YAFFS2
Contents
YAFFS2 Overview
This page provides a quick overview of the YAFFS2 file system. For a more complete description, see How Yaffs Works.
Details on how TSK implements YAFFS2 can be found in YAFFS2 Implementation Notes. The description below should be enough to understand the basic implementation.
YAFFS2 Terms
- Chunk : Data unit consisting of a page and spare area (you can think of a chunk as a cluster in NTFS/FAT -- with some extra spare area that is not storing content)
- Block : Group of chunks ( a block is the unit of erasure)
- Object : A YAFFS2 file/directory/etc
- Object ID : Unique identifier for each object (you can think of this as the meta data address, but we use a different meta data address to better deal with different versions of an object)
- Chunk ID : Position of this chunk in the file (0 = header, 1 = first chunk with content, 2 = second chunk with content, etc.)
- Sequence Number : Increments with each block written and stored in each chunk of a block (used to order blocks chronologically)
YAFFS2 Objects
A YAFFS2 Object (file, directory, etc.) consists of a header chunk, storing all metadata for the object, and zero or more data chunks. The spare area of each chunk will contain an object ID, sequence number, chunk ID, and file size, and possibly the type of object and the object ID of its parent (the type and parent object ID will also be in the data portion of the header chunk).
A YAFFS2 file system consists entirely of these objects - there is no master record of files or directory structure. The parent object ID field in each object is the only source for reconstructing the file hierarchy.
Basic YAFFS2 Operation
YAFFS2 is a log-structured file system that writes only once to each chunk. It does not use deletion markers; instead it stores enough information to reconstruct the chronological order of each chunk and from there use the most recent. The primary tool to do this is a sequence number stored in each chunk. This sequence number is incremented with each new block written, so that ordering blocks by sequence number will result in a chronological list regardless of where the blocks are in memory. Chunks are written sequentially within each block, so chunks early in a block are older than chunks that occur later.
For those not familiar with the workings of flash memory, an entire block is erased at a time. Once a chunk is written to, it cannot be changed without resetting the entire block that it belongs to. When the block is reset, it gets a new sequence number.

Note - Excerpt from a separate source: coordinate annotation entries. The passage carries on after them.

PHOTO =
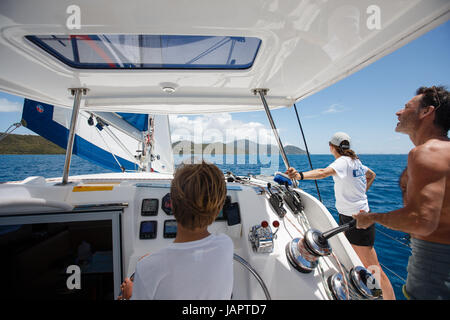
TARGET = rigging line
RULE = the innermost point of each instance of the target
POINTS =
(307, 151)
(392, 238)
(395, 274)
(109, 148)
(6, 133)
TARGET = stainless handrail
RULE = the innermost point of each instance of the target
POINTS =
(254, 273)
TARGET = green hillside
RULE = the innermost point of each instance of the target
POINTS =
(28, 144)
(32, 144)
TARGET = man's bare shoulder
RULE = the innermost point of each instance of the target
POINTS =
(433, 154)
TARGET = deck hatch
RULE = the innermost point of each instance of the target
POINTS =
(118, 51)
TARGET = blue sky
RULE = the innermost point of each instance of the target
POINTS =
(363, 104)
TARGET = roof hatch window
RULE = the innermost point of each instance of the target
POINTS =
(150, 51)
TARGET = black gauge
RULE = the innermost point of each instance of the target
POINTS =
(149, 207)
(166, 204)
(170, 228)
(148, 230)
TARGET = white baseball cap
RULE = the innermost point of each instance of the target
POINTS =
(341, 139)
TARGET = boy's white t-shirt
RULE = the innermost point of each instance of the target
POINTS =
(195, 270)
(350, 185)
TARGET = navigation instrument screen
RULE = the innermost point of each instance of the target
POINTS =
(170, 228)
(149, 207)
(148, 230)
(166, 204)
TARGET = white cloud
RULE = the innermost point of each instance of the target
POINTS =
(334, 108)
(9, 106)
(218, 127)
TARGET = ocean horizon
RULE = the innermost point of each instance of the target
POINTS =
(392, 247)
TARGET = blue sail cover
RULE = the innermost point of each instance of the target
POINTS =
(39, 119)
(139, 121)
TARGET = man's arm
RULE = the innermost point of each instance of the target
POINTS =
(425, 196)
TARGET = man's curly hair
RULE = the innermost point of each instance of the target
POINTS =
(198, 192)
(437, 96)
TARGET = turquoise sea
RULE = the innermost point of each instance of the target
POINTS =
(392, 247)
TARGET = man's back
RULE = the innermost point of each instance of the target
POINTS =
(194, 270)
(431, 161)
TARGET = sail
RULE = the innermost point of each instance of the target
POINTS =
(116, 141)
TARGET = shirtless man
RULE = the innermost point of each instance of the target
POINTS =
(425, 185)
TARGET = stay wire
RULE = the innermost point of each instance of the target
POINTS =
(307, 151)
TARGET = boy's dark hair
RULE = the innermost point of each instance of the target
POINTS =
(437, 97)
(197, 193)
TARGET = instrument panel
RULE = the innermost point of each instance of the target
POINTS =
(148, 229)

As an example, if we create a file temp.txt with 2 chunks worth of data, and then the first chunk of data is changed, we could see the following:
Sequence number | Offset | Object ID | Chunk ID | Notes |
1000 | 0x29400 | 500 | 0 | Object header containing file name "temp.txt" and other metadata |
1000 | 0x29c40 | 500 | 1 | First chunk of "temp.txt" |
1000 | 0x2a480 | 500 | 2 | Second chunk of "temp.txt" |
1000 | 0x2acc0 | 500 | 1 | First chunk of "temp.txt" |
The first version of chunk 1 is still there, but since we have a newer one it will now be ignored.
If after that we delete the file, it will get two new header blocks with the file named changed to "unlinked" or "deleted", the size set to zero, and the parent ID set to the unlinked or deleted folders.
Sequence number | Offset | Object ID | Chunk ID | Notes |
1000 | 0x29400 | 500 | 0 | Object header containing file name "temp.txt" and other metadata |
1000 | 0x29c40 | 500 | 1 | First chunk of "temp.txt" |
1000 | 0x2a480 | 500 | 2 | Second chunk of "temp.txt" |
1000 | 0x2acc0 | 500 | 1 | First chunk of "temp.txt" |
1006 | 0x02940 | 500 | 0 | Unlinked header |
1006 | 0x03180 | 500 | 0 | Deleted header |
Again, all the old data is still present (though at some point it may be garbage collected) but it will be ignored since we have a new header. Also note how the deleted header has a lower offset than the older data but a higher sequence number.